Dimanche 21 décembre 2008
Luc 1, 20 - 56

" Mon esprit exalte le Seigneur " - dit Marie, et un peu plus loin : " parce que le Tout-Puissant a fait pour moi de grandes choses… ". Le " Tout-Puissant " - voilà, chers amis, encore un bel exemple d'une mauvaise traduction. Le mot grec est " dynatos ", ce qui veut dire " puissant ", non pas tout-puissant. Dieu est dynatos. Du mot " dynatos ", ou pour être plus précis " dynamis ", vient aussi le mot français " dynamique ". Donc " parce que le puissant, le dynamique, a fait pour moi de grandes choses… ". Dieu tout-puissant - c'est quoi, ce " tout " ? C'est une abstraction. Peut-être Dieu ne veut-Il pas toujours être " tout-puissant " ? Tout-puissant, cela fait " seul-puissant ". Eh bien, justement, peut-être ne veut-Il pas être tout-puissant, seul-puissant, seul dynamique, afin de nous laisser un peu de " dynamis " à nous, les hommes, qu'Il a créés à son image, et qu'Il veut sauver ? Certes, Dieu est puissant - Il s'est montré plus puissant que toutes les puissances que nous connaissons - plus puissant même que ces puissances-là qui, elles, aspirent à la toute-puissance. Pensons à l'Egypte, dont Il a fait sortir son peuple " avec une main forte " - Egypte, symbole de l'aspiration à la toute-puissance, toute-puissance qui ne se réalise qu'en rendant non-puissants, non-dynamiques les autres. Dieu est plus puissant - tout-puissant ? Ne faisons pas dire au texte ce qu'il ne dit pas… Dieu est puissant, plus puissant parce qu'Il fait du nouveau, parce qu'Il crée, parce qu'Il fait surgir de la vie là où nous ne l'attendons pas, où nous ne l'attendons plus.

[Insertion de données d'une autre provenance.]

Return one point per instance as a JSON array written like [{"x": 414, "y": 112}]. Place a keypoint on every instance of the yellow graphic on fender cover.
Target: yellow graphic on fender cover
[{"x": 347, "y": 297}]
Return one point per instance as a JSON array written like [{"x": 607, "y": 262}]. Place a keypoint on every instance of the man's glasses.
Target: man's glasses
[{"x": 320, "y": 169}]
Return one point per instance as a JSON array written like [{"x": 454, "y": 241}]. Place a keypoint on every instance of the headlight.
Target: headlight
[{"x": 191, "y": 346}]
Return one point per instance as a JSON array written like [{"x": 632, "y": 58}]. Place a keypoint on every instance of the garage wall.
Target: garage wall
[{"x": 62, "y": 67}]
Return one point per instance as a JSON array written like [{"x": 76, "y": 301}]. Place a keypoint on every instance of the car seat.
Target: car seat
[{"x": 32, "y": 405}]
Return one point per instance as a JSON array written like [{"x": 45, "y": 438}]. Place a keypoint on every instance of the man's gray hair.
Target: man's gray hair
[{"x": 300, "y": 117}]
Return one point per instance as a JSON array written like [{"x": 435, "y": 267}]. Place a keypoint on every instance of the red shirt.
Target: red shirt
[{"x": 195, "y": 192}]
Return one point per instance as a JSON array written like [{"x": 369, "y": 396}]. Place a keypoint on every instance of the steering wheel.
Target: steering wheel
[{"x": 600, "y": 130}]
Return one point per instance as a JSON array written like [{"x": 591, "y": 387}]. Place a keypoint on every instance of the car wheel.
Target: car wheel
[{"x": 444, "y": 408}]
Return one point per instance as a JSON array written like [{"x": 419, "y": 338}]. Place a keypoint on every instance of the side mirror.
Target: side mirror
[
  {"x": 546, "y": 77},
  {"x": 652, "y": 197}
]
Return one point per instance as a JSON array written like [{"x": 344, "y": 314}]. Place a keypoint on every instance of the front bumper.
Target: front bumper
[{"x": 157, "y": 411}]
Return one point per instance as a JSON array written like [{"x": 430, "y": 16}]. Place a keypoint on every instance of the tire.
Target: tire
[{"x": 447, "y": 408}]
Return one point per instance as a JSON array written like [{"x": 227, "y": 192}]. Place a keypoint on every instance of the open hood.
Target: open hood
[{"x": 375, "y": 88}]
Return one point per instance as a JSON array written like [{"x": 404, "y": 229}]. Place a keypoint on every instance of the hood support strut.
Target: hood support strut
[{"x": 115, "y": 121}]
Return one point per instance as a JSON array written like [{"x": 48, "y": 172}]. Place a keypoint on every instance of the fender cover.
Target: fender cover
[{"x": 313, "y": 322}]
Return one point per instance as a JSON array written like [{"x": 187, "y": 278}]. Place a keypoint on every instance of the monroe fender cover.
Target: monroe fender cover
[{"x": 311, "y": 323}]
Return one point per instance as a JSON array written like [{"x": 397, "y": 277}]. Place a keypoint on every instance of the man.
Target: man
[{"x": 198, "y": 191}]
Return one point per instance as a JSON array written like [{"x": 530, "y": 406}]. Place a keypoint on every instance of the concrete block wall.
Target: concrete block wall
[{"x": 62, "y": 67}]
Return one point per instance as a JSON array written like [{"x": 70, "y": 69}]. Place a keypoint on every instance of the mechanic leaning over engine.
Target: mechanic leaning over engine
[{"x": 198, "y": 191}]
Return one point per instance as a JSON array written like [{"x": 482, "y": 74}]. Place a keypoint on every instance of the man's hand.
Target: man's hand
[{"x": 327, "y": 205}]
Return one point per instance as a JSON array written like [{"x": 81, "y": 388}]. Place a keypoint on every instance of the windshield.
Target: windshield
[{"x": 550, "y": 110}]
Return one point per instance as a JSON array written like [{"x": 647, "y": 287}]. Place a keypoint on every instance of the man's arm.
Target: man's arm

Voilà comment Il s'est montré à nous tout au long de cette longue histoire qui commence avec la Genèse et qui continue jusqu'à aujourd'hui. Il a donné des fils à des femmes stériles, Il a guéri des malades, Il a ressuscité des morts. Il libère un peuple de l'esclavage. Il chasse des puissants de leur trône. Nous ne savons pas plus de Dieu que ce qu'Il lui a plu de nous révéler lui-même. Mais ce qu'Il nous a révélé, n'est-ce pas énorme ? Qu'il est un Dieu - oui, puissant, dynamique, qui crée la vie, même là où nous ne voyons que mort et désolation. Voilà ce qu'a compris, tout-à-coup, cette jeune fille juive, Myriam, qu'on appelle Marie, voilà pourquoi elle se met à le louer, le puissant, le " dynamique ", le " dynatos "…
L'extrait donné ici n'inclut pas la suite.